The situation is even worse in the United States, because the U.S. lacks internationally common features like universal healthcare and paid parental leave. With the masses still broadly demobilized, and increasingly fragmented by a pandemic environment that's been exploited by the high-tech sector, the ruling class is emboldened to keep accelerating neoliberalism's rise in inequality. Monopolies like BlackRock are unprecedentedly expanding their reach at the same time that average workers are getting shut out of society by rising living costs. U.S. billionaires have seen their wealth collectively increase by $2.1 trillion since the pandemic's start, while over 1 in 3 adults in the country now have difficulty paying for their household expenses.
During the last two years, 15 percent of U.S. households with children have come to be classified as food insecure, with statistics indicating many parents have had to sacrifice their own nutrition to shield their kids from the impacts of the shortage. U.S. evictions are rising following the moratorium's expiration, confirming the fears about what would come from the government's neglect of people's right to housing.

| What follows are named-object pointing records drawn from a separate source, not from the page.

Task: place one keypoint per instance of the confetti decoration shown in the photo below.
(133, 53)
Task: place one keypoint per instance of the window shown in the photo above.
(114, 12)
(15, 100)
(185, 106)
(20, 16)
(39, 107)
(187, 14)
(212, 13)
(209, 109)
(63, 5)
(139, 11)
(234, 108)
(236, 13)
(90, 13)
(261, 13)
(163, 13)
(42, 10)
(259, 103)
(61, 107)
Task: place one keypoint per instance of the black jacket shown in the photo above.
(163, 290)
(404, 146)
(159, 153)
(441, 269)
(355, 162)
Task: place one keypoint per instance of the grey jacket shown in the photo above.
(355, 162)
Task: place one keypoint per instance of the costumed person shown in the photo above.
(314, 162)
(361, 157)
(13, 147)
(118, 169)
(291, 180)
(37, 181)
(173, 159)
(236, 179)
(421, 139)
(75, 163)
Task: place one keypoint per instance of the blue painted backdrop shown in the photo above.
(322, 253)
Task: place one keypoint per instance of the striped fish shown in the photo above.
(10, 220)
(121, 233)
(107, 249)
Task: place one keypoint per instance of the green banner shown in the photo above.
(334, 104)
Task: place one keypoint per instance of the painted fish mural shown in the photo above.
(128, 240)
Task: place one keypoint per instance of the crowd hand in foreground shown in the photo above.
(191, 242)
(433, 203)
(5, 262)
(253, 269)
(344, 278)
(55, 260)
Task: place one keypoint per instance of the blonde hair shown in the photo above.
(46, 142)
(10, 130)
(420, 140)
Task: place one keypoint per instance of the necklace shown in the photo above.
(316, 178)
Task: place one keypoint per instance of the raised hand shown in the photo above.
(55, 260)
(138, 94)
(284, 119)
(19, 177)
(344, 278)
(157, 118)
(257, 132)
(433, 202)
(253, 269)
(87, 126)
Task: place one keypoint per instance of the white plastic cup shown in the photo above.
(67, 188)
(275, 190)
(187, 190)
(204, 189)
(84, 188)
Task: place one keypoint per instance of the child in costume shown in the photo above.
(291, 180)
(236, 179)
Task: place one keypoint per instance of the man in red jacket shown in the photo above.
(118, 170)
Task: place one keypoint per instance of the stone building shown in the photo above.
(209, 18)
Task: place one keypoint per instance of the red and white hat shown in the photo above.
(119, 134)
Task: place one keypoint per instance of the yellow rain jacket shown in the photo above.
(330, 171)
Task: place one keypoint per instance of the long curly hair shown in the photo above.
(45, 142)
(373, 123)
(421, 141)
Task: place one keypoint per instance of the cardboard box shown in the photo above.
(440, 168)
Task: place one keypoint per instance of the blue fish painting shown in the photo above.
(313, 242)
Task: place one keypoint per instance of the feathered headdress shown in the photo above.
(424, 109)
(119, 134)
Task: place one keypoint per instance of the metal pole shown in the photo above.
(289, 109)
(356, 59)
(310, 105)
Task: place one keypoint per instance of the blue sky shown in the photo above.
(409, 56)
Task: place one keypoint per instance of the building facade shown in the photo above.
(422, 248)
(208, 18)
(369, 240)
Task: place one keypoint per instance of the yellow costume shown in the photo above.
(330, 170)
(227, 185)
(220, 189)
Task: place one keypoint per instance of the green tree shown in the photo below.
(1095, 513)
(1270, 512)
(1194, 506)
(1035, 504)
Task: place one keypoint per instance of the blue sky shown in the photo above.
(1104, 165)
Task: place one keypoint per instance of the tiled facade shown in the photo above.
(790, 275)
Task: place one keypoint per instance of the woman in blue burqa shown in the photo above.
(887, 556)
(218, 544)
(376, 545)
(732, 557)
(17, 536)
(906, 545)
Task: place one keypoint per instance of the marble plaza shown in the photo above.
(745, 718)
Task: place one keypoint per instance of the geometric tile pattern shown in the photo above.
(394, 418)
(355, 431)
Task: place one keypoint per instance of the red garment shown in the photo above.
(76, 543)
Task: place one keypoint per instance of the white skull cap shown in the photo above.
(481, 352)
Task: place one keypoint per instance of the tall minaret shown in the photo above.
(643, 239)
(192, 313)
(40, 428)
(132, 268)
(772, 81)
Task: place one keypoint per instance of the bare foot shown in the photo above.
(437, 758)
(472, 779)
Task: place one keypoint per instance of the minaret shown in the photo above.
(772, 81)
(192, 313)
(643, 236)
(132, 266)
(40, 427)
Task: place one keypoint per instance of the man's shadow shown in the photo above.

A year ago, two-thirds of Americans feared they wouldn't be able to pay for health insurance in the coming twelve months, a mass anxiety that is now getting vindicated by 2021's Covid-19 deaths surpassing last year's toll.
What's also led to the globally unsurpassed U.S. pandemic death number is the fact that the U.S. is especially deficient in its social safety net, even compared to all the other imperialist countries. When people can't take time off from work without immediately coming under threat of destitution, effective quarantines are impossible. All of these crises are being exacerbated by the Biden administration, despite its promises to raise living standards; any policies that don't radically deviate from the neoliberal model are neoliberal shock policies by default, ones that allow dysfunction and misery to be compounded.